The purpose of this project was to analyze the Amazon reviews written by members of the paid Amazon Vine program on Software products. The Amazon Vine program is a service that allows manufacturers and publishers to receive reviews for their products - in this project we're analyzing reviews on software products. The Software review data was extracted from AWS, transformed in Google Colab with PySpark and loaded in to pgAdmin.
- PySpark
- PostgreSQL
- AWS
- Google Colab
In total, there were 248 vine (paid) reviews, and 17,514 non-vine (unpaid) reviews. Of these reviews, those that had 5-star ratings there were 102 (1.94%) vine reviews, and 5,154 (98.06%) non-vine reviews. Of all the total rating scores, those with 5-star paid ratings made up 0.6%, and those with 5-star unpaid ratings made up 29%.
With 98.06% of 5 star reviews from unpaid customers, this shows that there was no positivity bias in the 5 stars review. In other words, the fact that people were paid did not bias the reviews.
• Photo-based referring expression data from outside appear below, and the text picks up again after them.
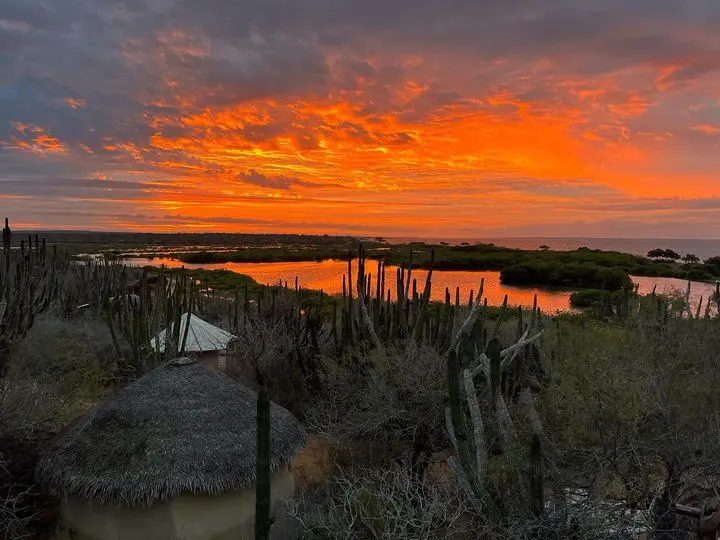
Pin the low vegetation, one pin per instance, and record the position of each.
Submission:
(447, 420)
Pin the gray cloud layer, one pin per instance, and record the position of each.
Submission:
(132, 60)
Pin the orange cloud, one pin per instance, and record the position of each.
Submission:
(37, 140)
(707, 129)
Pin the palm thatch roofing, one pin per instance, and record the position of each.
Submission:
(182, 428)
(201, 337)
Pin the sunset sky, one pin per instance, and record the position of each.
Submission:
(428, 118)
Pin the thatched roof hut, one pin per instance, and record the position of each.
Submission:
(181, 431)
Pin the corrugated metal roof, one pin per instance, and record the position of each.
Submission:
(202, 336)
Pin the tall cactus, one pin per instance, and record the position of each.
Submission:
(464, 415)
(262, 467)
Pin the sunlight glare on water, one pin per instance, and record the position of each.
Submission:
(327, 275)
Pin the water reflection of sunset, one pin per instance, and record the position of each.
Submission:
(328, 275)
(367, 118)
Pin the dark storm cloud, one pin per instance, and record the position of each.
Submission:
(123, 56)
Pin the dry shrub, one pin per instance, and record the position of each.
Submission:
(59, 369)
(385, 411)
(384, 504)
(279, 352)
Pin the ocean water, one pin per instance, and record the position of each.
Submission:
(636, 246)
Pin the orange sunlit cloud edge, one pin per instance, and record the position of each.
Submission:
(224, 133)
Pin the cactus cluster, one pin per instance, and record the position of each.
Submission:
(30, 280)
(483, 378)
(262, 467)
(386, 315)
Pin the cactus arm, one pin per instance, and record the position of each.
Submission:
(262, 467)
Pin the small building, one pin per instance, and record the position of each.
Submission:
(171, 457)
(206, 342)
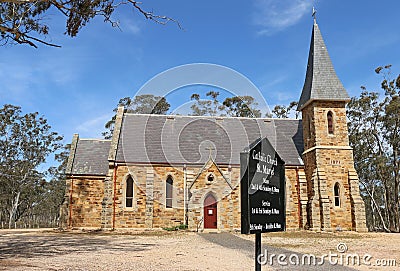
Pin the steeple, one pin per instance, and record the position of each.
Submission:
(321, 81)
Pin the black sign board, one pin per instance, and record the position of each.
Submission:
(262, 189)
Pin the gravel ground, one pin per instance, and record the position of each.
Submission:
(160, 250)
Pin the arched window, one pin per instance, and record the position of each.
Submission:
(168, 192)
(336, 191)
(330, 122)
(129, 192)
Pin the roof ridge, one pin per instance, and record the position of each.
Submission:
(210, 117)
(94, 139)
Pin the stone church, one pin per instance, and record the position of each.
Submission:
(161, 171)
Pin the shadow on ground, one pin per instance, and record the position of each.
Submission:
(54, 244)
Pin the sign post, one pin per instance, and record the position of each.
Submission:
(262, 188)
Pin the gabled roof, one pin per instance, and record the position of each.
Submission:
(90, 157)
(187, 139)
(321, 81)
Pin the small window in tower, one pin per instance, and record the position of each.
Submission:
(330, 122)
(129, 193)
(336, 191)
(168, 192)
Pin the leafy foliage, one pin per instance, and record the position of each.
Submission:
(141, 104)
(282, 111)
(374, 133)
(26, 140)
(25, 22)
(236, 106)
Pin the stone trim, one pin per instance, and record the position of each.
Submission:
(71, 157)
(149, 198)
(327, 147)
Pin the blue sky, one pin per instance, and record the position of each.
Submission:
(76, 87)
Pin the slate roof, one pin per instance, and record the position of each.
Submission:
(188, 139)
(321, 81)
(91, 157)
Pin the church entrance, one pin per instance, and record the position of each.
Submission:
(210, 212)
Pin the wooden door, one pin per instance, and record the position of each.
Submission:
(210, 212)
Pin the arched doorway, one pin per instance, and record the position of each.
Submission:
(210, 212)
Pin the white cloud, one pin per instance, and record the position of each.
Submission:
(94, 126)
(275, 15)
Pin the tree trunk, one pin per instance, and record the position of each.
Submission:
(377, 207)
(13, 210)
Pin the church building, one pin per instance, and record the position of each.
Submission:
(162, 171)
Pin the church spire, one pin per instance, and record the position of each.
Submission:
(321, 81)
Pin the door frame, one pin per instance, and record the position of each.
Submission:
(205, 215)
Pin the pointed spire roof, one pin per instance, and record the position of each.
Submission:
(321, 82)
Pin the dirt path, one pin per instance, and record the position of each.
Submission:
(48, 250)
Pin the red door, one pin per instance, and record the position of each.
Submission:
(210, 212)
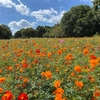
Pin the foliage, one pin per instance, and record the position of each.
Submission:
(28, 32)
(56, 31)
(40, 30)
(5, 32)
(50, 69)
(18, 34)
(80, 21)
The fact that the overwhelming majority of reviews came from unpaid customers demonstrates that people were so satisfied with their software products that they did not require payment to leave a 5 star review.
Since the 5star unpaid reviews made up 29% of all of the reviews, it would be interesting to perform the same percentage calculations for each star rating to see the distribution of the reviews.